Are we punks? Only a couple of us look the part, with the spiked hair and torn clothing. One of those is the girl I’m with. But me, I’m in an army surplus jacket. My fashion aspiration is Zonker from Doonesbury.

Fifteen minutes in, or so, the DJ comes through. The first sonic crunch of “Anarchy in the U.K.” clears the room, and the effect on us is immediate. It’s like a shot of adrenaline to the heart. In an instant, we go from scowling spectators to manic dervishes.

We run onto the suddenly empty dance floor just as Johnny Rotten spits the explosive opening line – “I am an anti-christ-TAH!”

The Sex Pistols had long since imploded by this time, but I’m in the mountains of North Carolina deep in the Reagan years and a song like “Anarchy in the U.K.,” in that place and time, is still cultural dynamite. And, in that musty church basement, we feel the detonation that night.
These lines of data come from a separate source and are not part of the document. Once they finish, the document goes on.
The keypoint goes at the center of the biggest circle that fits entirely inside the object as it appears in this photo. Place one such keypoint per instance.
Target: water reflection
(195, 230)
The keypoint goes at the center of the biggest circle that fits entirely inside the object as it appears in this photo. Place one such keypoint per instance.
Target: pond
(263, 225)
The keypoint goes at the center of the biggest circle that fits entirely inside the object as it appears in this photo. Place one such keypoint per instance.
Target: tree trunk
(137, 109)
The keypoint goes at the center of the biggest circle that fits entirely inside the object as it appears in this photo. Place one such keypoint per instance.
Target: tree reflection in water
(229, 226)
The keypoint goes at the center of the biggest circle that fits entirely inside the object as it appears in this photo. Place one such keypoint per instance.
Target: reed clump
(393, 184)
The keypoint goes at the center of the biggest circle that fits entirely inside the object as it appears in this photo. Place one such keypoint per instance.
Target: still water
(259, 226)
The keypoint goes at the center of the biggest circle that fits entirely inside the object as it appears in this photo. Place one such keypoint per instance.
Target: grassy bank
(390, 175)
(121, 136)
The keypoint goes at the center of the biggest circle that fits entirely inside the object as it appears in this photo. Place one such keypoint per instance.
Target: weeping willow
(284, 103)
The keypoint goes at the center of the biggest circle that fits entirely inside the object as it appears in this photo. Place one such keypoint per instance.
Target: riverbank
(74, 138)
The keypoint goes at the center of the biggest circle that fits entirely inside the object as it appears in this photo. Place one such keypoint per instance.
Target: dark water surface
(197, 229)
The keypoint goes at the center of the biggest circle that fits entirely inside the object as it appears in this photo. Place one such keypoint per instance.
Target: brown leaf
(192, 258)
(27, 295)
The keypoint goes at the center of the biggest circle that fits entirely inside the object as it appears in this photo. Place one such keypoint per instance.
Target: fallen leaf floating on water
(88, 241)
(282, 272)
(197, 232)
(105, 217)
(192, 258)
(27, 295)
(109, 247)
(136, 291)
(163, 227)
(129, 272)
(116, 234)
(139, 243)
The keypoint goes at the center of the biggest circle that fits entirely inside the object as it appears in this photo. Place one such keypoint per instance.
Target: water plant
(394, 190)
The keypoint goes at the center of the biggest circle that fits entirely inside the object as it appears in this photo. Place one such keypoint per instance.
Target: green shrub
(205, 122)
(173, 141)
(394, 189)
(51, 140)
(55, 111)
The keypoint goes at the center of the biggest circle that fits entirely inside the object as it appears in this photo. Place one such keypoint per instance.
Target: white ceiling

We swirl around a bit and then shoot across the floor like billiard balls, arms helicoptering. I slam into my buddy Dave, who sings in a punk band and is 20 pounds heavier than I am. His shoulder meets my jaw but I’m soon ricocheting off Dave and crashing into Stevie, his swinging arm catching me in the back of the head.

Do we have any clue about the context in which this song was written? Do we have any political commonality with the yobs of industrial, working-class England? Not a bit. We’re a bunch of soft suburban American mooches who’ve seen “A Clockwork Orange” a few too many times. We think we’re dangerous.
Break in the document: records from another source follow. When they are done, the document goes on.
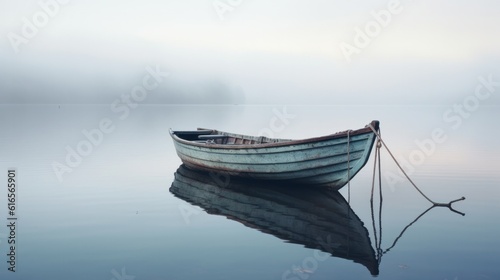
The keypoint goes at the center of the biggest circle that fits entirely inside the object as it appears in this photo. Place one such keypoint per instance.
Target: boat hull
(328, 161)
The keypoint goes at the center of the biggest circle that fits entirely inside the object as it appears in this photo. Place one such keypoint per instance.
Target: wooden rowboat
(326, 161)
(313, 217)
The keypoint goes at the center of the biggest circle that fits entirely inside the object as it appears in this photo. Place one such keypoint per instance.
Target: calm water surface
(116, 211)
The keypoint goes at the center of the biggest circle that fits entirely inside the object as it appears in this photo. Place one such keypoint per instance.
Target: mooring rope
(378, 237)
(406, 175)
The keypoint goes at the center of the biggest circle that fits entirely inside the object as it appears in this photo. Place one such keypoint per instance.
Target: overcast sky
(254, 52)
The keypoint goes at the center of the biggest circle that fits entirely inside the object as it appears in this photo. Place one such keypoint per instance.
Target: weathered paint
(314, 161)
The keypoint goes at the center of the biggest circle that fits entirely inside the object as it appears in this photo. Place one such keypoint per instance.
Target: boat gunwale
(280, 143)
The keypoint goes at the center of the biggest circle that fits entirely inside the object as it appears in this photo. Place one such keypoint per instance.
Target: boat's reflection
(316, 218)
If “Anarchy in the U.K.” had been any longer than three and a half minutes, I probably would have ended up in the ER that night. I remember Stevie having a bloody mouth, yet grinning through it all, then theatrically snarling at the other kids, holding their red plastic cups, looking at us in horror.

Stevie was an idiot then, and so was I. He’s probably a slightly seedy middle-aged coffee-snob dad now, just as I am, just as the others are. Today I would no sooner slam dance to the Sex Pistols than stick my arm in a band saw. But when I hear Johnny Rotten choke out that opening line, something inside still flutters. It’s faint, but it’s there.